Today, opera is the sole part of Vivaldi's output that suffers from neglect. This is somewhat surprising, given the determination to rescue every facet of his music from obscurity. Prejudice against his operatic work has a long history, however. Tartini claimed that Vivaldi, despite wanting the same success as a vocal composer that he enjoyed as an instrumental one, 'always got himself hissed' for his efforts in this sphere. But we should be on our guard. After all, Vivaldi's sacred vocal works represent some of his most inspired compositions. Might not the same be true of at least some of the operas?
In the case of Tito Manlio this would certainly seem to be the case. It is an opera in which the writing is sustained at a consistently high level with a constant succession of numbers showing invention, contrast and interest. The work it resembles most closely, perhaps, is not another opera but the highly distinguished oratorio Juditha Triumphans, written only three years earlier. It shares the same lavish range of instrumentation, thematic material (the closing numbers of both works have more than a little in common) and consistency of quality. Tito Manlio was written for the Mantuan carnival of 1719 - during the early period of Vivaldi's opera writing, in other words. These early operas have been described as 'orchestra-dominated' by Michael Talbot. Melodies are profuse and attractive, and solists and ensemble are at least as prominent as vocalists. Those who know the orchestral works well will recognise elements from them, sometimes whole movements (eg the Concerto funebre). Such self-borrowing is hardly surprising - Vivaldi reputedly had only five days to write the complete score!
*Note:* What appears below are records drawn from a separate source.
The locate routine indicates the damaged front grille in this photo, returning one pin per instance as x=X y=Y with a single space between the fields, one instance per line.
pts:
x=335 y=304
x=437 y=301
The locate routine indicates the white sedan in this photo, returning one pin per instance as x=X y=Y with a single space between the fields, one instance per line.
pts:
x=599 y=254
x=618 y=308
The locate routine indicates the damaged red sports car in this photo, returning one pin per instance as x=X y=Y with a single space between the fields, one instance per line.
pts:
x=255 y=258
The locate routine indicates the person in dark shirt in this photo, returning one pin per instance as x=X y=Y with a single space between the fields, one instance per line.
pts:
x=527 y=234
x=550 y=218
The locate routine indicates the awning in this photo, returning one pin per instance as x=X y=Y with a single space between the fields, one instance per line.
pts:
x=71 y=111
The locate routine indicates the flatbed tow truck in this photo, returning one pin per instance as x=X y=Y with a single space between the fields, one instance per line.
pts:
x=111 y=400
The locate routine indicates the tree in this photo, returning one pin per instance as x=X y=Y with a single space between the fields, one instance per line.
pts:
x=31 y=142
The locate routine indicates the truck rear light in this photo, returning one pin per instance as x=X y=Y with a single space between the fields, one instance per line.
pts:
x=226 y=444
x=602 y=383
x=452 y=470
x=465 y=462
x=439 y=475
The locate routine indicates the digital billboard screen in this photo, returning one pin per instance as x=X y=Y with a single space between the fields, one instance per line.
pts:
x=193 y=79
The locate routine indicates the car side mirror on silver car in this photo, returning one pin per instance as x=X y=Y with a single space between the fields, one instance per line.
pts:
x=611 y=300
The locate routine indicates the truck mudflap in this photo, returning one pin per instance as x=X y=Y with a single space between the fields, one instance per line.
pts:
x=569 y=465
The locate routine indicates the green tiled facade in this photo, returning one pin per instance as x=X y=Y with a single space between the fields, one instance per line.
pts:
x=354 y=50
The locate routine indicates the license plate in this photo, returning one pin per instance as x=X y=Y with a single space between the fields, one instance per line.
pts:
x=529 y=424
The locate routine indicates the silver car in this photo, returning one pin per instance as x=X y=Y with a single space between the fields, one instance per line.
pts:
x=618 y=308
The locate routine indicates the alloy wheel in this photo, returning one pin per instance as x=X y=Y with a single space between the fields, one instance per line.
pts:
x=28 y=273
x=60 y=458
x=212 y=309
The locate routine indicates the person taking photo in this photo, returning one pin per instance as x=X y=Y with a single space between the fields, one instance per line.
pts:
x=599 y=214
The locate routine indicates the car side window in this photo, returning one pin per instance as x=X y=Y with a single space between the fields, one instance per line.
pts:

The Accademia Bizantina make the most of all the opportunities given to them with several accomplished solo passages. Their playing is committed and inspired enough to bring out Vivaldi's trademark polychromy. Two other things are worth mentioning. First, the imagination found in other Naïve releases also features here. In particular, the recitatives are considerably enlivened by the contributions of plucked instruments and bass strings. (Harpsichord-only recitatives can be very wearisome over nearly three hours.) And, as already noted, there is plenty of variety to be found in the instrumentation of the arias themselves, with cello, viola d'amore, flute and piccolo all playing important and memorable roles. Second, although the Naïve label isn't an especially budget one, Amazon's digital download is heavily discounted and represents fine value. All in all, those wanting to sample Vivaldian opera could do very much worse than to start right here.